Eine Vielzahl hochlegierter Stähle und Edelstähle können nur unter absoluter Abschottung von Luftsauerstoff gehärtet bzw. geglüht werden. Dies geschieht in sogenannten Vakuumöfen in Temperaturbereichen bis über 1100 °C, abgeschreckt wird unter Stickstoffatmosphäre.

Bedingt durch die Ofen- und Prozesstechnik sind die Werkstückverzüge vergleichsweise gering. Das Härtegut kommt in die kalte Ofenkammer, wird über vorbestimmte Temperatur/Zeitprogramme erhitzt und dann unter hohem Stickstoffdruck abgehärtet.

Durch den fehlenden Luftsauerstoff ist eine Reaktion an den Bauteiloberflächen nicht möglich. Das Ergebnis sind metallisch blanke Bauteile.

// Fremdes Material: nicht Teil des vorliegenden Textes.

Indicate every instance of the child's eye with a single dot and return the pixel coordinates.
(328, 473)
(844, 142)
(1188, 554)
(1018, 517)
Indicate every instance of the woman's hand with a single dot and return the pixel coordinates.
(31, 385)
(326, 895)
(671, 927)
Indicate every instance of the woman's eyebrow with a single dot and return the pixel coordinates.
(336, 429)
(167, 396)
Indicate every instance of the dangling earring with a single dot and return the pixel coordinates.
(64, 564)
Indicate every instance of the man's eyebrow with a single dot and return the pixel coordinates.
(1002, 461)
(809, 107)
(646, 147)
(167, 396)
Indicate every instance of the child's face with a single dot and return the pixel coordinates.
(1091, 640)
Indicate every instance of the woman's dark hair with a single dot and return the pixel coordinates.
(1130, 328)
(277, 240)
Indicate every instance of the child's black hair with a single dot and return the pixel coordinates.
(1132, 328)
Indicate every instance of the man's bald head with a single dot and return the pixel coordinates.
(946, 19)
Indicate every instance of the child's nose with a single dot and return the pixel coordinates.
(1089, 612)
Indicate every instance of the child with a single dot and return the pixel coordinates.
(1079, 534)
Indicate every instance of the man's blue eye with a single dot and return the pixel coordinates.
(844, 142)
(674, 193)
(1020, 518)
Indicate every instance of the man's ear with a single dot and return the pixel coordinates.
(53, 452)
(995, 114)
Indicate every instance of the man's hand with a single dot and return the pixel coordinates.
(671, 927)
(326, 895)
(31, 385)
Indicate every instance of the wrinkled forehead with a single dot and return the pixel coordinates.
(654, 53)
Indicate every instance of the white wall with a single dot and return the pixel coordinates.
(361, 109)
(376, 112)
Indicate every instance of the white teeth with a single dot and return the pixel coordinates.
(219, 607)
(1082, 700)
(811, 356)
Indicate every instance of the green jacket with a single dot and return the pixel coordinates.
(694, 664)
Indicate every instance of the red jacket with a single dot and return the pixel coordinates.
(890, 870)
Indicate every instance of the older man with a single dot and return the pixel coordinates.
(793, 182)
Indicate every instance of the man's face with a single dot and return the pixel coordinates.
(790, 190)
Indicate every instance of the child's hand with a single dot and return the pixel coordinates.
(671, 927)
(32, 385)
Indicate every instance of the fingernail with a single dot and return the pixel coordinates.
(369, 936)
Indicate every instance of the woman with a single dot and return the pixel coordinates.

In Vakuumöfen können des Weiteren Werkstücke unterschiedlicher Werkstoffe löttechnisch gefügt werden. Auch werden Bauteile gelötet, die ansonsten prozesstechnisch nur mit wesentlich höherem Aufwand herzustellen wären. Oftmals werden diese Teile während eines einzigen Prozesses gelötet und gehärtet.